By SAMO TOMŠIČ*
Considerations about competition, solidarity and social bond
Foreword
In 1964, the Abbey of Royaumont, in Ilê-de-France, hosted a colloquium on Nietzsche, where Michel Foucault presented his famous lecture “Nietzsche, Freud and Marx”. In it, he argued that these three names represent a radical break in the history of interpretive techniques. Here, they expose the autonomy of the symbolic order (of moral value, in Nietzsche; of economic value, in Marx; of linguistic value, in Freud), thus exposing the decentration of the human subject.
Together, Nietzsche's genealogy, Marx's critique of political economy, and Freud's psychoanalysis deliver yet another insult to human self-love, comparable to the Kränkungen scientific – which Freud associated with the Physics of early modernity (decentering of physical reality; abolition of the geocentric cosmological model) and evolutionary biology (decentering of the evolution of life; abolition of the human exception in the hierarchy of beings).[I]
With Nietzsche, Marx and Freud, understood by Michel Foucault as the founders of modern human sciences, an even more fundamental decentralization took place, which subverted the relationship between human beings and the symbolic order, the main means of establishing and sustaining social ties.
Michel Foucault's focus was solely on the regime of interpretation, its openness and infinity, which ultimately overrides the virtual infinity of language.
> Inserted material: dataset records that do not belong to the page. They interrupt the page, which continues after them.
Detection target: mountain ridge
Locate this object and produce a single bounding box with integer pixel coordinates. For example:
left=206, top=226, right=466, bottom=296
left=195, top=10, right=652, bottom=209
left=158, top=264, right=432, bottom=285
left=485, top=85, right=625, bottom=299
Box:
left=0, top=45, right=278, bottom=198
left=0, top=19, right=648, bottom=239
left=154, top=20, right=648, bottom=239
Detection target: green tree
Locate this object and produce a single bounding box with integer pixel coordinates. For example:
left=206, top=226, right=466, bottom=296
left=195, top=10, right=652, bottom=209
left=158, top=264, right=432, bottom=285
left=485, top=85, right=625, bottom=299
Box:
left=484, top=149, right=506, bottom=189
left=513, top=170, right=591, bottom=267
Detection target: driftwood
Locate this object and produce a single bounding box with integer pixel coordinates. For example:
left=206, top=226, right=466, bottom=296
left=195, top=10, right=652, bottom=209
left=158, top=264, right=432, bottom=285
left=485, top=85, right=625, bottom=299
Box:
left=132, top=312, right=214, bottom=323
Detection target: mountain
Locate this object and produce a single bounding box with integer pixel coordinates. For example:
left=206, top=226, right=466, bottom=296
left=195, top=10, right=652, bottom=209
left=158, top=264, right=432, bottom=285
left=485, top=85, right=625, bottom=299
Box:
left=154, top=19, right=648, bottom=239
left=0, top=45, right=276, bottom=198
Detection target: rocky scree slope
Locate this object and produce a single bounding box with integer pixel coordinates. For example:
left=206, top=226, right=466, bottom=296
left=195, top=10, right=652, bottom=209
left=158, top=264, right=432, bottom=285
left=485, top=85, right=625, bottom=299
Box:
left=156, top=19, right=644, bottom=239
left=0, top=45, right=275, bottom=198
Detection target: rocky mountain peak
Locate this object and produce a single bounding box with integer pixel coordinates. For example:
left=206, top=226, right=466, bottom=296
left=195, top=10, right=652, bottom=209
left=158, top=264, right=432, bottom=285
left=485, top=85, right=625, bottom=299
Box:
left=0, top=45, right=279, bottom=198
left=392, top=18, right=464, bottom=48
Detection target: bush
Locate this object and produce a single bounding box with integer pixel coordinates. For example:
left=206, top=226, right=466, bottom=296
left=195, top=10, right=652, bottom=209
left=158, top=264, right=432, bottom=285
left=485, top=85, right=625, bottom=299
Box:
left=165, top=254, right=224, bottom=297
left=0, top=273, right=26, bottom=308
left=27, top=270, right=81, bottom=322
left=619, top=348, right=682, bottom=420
However, the thought of Nietzsche, Marx and Freud is crossed by another common problem, also linked to the autonomy of the symbolic order, but which also concerns its material causality and, specifically, the production of affective states. In other words, a crucial topic of his investigations is the not unproblematic connection between the symbolic and the corporeal.
They examine the symbolic order – in its three fundamental axes: moral, economic and linguistic – in its problematic connection with the living body. Returning to Foucault's concern with the infinity of interpretation, it can be added that the main problem in Nietzsche, Marx and Freud revolves around a “parasitism” of the infinite (the symbolic) on the finite (the body). In all three systems of thought, the force that expresses this problematic parasitism is called the "drive" (Drive ).[ii]
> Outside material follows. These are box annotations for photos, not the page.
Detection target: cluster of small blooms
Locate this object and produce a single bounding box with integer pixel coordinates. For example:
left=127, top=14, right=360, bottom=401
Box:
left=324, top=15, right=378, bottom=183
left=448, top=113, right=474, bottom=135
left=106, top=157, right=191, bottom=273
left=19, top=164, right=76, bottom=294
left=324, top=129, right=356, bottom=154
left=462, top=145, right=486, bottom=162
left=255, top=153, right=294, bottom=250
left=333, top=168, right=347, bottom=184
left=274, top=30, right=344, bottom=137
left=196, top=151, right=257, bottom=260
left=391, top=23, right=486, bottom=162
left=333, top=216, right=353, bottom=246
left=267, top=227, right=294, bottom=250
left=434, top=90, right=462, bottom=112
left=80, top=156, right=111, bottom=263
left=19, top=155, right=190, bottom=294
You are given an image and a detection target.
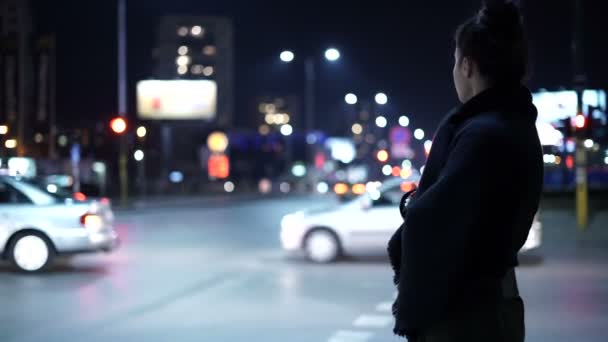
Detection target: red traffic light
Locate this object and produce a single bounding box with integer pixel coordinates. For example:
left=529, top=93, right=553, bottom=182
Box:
left=574, top=114, right=587, bottom=129
left=110, top=117, right=127, bottom=134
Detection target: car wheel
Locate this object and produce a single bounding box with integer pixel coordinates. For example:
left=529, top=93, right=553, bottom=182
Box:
left=8, top=232, right=55, bottom=272
left=304, top=229, right=340, bottom=264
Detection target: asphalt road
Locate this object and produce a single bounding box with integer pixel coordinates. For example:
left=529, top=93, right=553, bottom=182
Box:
left=0, top=198, right=608, bottom=342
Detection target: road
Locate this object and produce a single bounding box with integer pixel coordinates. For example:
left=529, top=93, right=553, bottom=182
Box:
left=0, top=198, right=608, bottom=342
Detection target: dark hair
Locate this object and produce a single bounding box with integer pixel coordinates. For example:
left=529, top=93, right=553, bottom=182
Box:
left=455, top=0, right=528, bottom=84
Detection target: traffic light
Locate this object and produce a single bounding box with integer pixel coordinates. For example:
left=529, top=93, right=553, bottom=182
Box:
left=110, top=117, right=127, bottom=134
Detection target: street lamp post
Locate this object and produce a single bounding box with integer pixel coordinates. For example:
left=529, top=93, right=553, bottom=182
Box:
left=118, top=0, right=129, bottom=206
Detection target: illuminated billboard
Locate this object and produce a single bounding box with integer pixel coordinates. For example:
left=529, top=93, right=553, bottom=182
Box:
left=137, top=80, right=217, bottom=120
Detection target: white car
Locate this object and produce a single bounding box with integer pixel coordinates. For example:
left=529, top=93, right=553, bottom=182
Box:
left=0, top=177, right=118, bottom=272
left=280, top=179, right=542, bottom=263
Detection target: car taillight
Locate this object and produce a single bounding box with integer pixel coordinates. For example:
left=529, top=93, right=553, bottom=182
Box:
left=80, top=214, right=103, bottom=230
left=74, top=192, right=87, bottom=202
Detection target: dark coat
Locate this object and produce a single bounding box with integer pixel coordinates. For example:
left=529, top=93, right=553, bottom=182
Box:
left=389, top=86, right=543, bottom=336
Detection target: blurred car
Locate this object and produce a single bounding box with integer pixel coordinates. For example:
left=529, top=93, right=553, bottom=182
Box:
left=0, top=176, right=118, bottom=272
left=280, top=178, right=542, bottom=263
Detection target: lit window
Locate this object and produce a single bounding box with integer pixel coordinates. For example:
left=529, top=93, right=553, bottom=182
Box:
left=190, top=25, right=205, bottom=37
left=177, top=26, right=188, bottom=37
left=177, top=45, right=188, bottom=56
left=203, top=45, right=217, bottom=56
left=203, top=66, right=214, bottom=77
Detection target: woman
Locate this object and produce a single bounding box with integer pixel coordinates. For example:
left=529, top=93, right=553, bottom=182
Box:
left=389, top=0, right=543, bottom=342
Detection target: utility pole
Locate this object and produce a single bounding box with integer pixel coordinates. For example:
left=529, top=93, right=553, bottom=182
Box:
left=118, top=0, right=129, bottom=206
left=572, top=0, right=590, bottom=230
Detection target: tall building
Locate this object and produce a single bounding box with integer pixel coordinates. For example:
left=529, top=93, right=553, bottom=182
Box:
left=0, top=0, right=33, bottom=154
left=154, top=16, right=234, bottom=127
left=0, top=0, right=55, bottom=157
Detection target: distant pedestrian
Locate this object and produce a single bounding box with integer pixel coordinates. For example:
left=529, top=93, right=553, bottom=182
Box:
left=389, top=0, right=543, bottom=342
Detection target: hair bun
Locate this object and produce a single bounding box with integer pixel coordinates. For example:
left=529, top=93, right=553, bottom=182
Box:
left=477, top=0, right=522, bottom=33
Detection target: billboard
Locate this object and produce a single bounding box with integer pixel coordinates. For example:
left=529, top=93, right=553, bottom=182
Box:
left=137, top=80, right=217, bottom=120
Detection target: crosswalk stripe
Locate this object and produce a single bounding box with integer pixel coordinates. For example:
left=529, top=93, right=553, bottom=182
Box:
left=353, top=315, right=393, bottom=328
left=327, top=330, right=374, bottom=342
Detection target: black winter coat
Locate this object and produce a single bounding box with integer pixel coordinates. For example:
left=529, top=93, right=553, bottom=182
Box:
left=389, top=85, right=543, bottom=336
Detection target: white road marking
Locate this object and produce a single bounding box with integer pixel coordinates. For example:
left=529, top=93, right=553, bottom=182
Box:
left=353, top=315, right=393, bottom=328
left=376, top=302, right=393, bottom=313
left=327, top=330, right=374, bottom=342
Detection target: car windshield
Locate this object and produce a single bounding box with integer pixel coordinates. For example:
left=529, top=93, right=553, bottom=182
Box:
left=5, top=179, right=63, bottom=205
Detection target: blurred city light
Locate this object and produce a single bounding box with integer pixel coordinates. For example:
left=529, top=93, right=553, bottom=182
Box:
left=34, top=133, right=44, bottom=144
left=258, top=125, right=270, bottom=135
left=282, top=50, right=296, bottom=63
left=424, top=140, right=433, bottom=155
left=57, top=134, right=68, bottom=147
left=190, top=25, right=204, bottom=37
left=376, top=115, right=388, bottom=128
left=175, top=56, right=191, bottom=66
left=291, top=163, right=306, bottom=177
left=391, top=166, right=401, bottom=177
left=133, top=150, right=144, bottom=161
left=203, top=45, right=217, bottom=56
left=353, top=183, right=366, bottom=195
left=46, top=184, right=59, bottom=194
left=203, top=66, right=215, bottom=77
left=177, top=45, right=188, bottom=56
left=207, top=132, right=229, bottom=153
left=399, top=169, right=413, bottom=179
left=136, top=126, right=148, bottom=138
left=177, top=26, right=190, bottom=37
left=574, top=114, right=587, bottom=128
left=4, top=139, right=17, bottom=149
left=281, top=124, right=293, bottom=137
left=344, top=93, right=357, bottom=105
left=258, top=178, right=272, bottom=194
left=110, top=117, right=127, bottom=134
left=169, top=171, right=184, bottom=183
left=376, top=150, right=389, bottom=163
left=401, top=182, right=416, bottom=192
left=374, top=93, right=388, bottom=105
left=382, top=165, right=393, bottom=176
left=334, top=183, right=348, bottom=195
left=317, top=182, right=329, bottom=194
left=224, top=181, right=234, bottom=193
left=306, top=133, right=317, bottom=145
left=325, top=48, right=340, bottom=62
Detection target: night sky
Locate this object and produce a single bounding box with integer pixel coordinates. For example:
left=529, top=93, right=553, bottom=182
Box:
left=34, top=0, right=608, bottom=136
Briefly, the drive represents a force that is both symbolic and bodily, the force of symbolic abstractions in the living body and the expression of its organizing power. The symbolic order is never just an abstract system, but always already represents an organization of materiality – in other words, an economy – be it moral, social or libidinal.
The common feature of these three obviously different and apparently independent economic orders is that they all represent “affective economies”. As the term directly suggests, we are dealing with the issue of the production and organization of affections precisely through discourse (social bond), and the lowest common denominator in Nietzsche, Freud and Marx boils down to the conception of social bonds as affective bonds. His intellectual efforts revolve around the issue of systemic affects and, more specifically, affects that expose a permanent tension between the constitution and dissolution of social ties.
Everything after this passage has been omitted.